A new HN wishing to join an existing wireless LAN determines the timing of the HiRBS from the CCSA. The HN sends a 1 symbol burst in the HiRBS. The primary station PC will not receive the HiRBS since HN is out-of- range. However if a forwarding node FN, which is in-range of the primary station PS, hears the HiRBS, it will respond during the RACH period of the respective frame with a RACH_ notify message which starts with a predefined identifable sequence and includes information giving the timing relationship between the RACH and the CCSA. The HN listens for the RACH_notify messages to determine the timing of the RACH so that it can use the RACH for the next stage of registration with the FN. It is possible for several secondary stations to hear the HiRBS message and act as FNs but in the event the HN selects the best FN for establishing its link with the primary station. The HN sends registration information to the selected FN which is forwarded by the FN in the next RACH period to effect registration of HN with the central controller.

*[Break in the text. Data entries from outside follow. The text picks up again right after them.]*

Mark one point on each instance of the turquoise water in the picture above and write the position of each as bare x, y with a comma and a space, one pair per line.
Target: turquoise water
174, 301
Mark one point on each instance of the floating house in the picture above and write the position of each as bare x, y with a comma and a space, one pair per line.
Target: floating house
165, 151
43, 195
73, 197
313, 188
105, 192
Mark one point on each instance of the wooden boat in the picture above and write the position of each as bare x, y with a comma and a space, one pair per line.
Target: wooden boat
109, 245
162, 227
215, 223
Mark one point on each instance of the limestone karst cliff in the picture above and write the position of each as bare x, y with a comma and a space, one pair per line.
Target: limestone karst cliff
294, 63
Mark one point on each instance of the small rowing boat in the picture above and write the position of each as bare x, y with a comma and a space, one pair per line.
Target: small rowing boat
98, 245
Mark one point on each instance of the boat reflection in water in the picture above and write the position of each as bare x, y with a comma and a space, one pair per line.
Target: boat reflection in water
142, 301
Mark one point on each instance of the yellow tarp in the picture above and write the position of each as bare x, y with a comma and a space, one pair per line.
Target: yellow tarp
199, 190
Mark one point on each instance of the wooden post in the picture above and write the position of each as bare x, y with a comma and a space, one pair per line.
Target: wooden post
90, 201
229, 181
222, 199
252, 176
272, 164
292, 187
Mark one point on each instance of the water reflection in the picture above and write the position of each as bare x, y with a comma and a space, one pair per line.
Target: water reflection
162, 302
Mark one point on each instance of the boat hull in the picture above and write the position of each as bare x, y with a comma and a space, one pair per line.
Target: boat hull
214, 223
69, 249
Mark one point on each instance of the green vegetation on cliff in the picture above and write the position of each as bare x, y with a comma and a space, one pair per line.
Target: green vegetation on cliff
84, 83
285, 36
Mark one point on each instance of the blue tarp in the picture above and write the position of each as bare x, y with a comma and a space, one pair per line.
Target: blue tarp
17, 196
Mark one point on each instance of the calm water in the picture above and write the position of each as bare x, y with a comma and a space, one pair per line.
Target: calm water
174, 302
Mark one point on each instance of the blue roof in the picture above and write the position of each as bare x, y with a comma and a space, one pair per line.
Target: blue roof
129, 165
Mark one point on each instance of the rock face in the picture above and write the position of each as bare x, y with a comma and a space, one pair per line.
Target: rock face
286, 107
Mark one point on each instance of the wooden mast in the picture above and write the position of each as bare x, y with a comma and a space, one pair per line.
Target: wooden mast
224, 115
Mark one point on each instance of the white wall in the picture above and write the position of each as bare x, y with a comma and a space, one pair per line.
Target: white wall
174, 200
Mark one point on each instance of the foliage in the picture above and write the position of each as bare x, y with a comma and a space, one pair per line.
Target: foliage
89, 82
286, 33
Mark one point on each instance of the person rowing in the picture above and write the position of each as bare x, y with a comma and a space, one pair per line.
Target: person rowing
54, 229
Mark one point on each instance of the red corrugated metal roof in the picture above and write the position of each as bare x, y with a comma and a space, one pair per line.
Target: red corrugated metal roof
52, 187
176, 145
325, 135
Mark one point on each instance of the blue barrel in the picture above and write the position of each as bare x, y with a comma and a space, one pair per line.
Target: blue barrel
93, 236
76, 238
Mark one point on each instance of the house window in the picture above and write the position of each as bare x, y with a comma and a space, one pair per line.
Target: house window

Figure 5 illustrates an arrangement in which two or more LANs operate on the same frequency channel. The central controllers transmit their respective superframes which may be of unequal length as shown by LAN 1's superframe comprising frames F1 to F4 and LAN 2's superframe comprising frames F1 and F2. The timing of the respective transmissions is related to the

commencement of the transmission of the CCSA, for example LAN 1's superframe begins at a predetermined time T1 after the start of the CCSA and LAN 2's superframe begins at a predetermined time T2 after the start of the CCSA. The HiRBS time slot is provided in a common time period, conveniently immediately following the CCSA, to enable any HN to transmit a signal burst which is detected by FN in a nearby LAN. Registration then proceeds as described previously.

Figure 6 shows an example of the signalling between the HN, FN and the central controller CC to effect registration of the HN.

The sequence comprises messages 10 to 24 which are summarised below: Message 10 HN sends HiRBS burst Message 12 FN sends RACH notify Message 14 HN sends registration request in the next RACH Message 16 FN requests a time slot from the CC Message 18 CC grants the time slot Message 20 FN forwards HN's registration request Message 22 CC grants HN's registration request Message 24 FN forwards the granted registration request to HN.

Other signalling by the HN is relayed to and from the CC by the FN.

Although the hidden request burst slot HiRBS has been described as being located at the beginning of the superframe it may be located at another point in the superframe, such as between BCH and RACH of the first frame or at the beginning of the first RACH field, which is at a fixed time interval from the beginning of the CCSA and can be programmed into the secondary stations.

The provision of the HiRBS has the benefit that the minimum of available bandwidth has to be devoted to allowing out-of-range secondary stations (or hidden nodes) to register with a LAN, which bandwidth may not be used if there are no hidden nodes.

From reading the present disclosure, other modifications will be apparent to persons skilled in the art. Such modifications may involve other

features which are already known in the design, manufacture and use of wireless local area networks and component parts thereof and which may be used instead of or in addition to features already described herein.

Industrial Applicability Base station controlled wireless local area networks.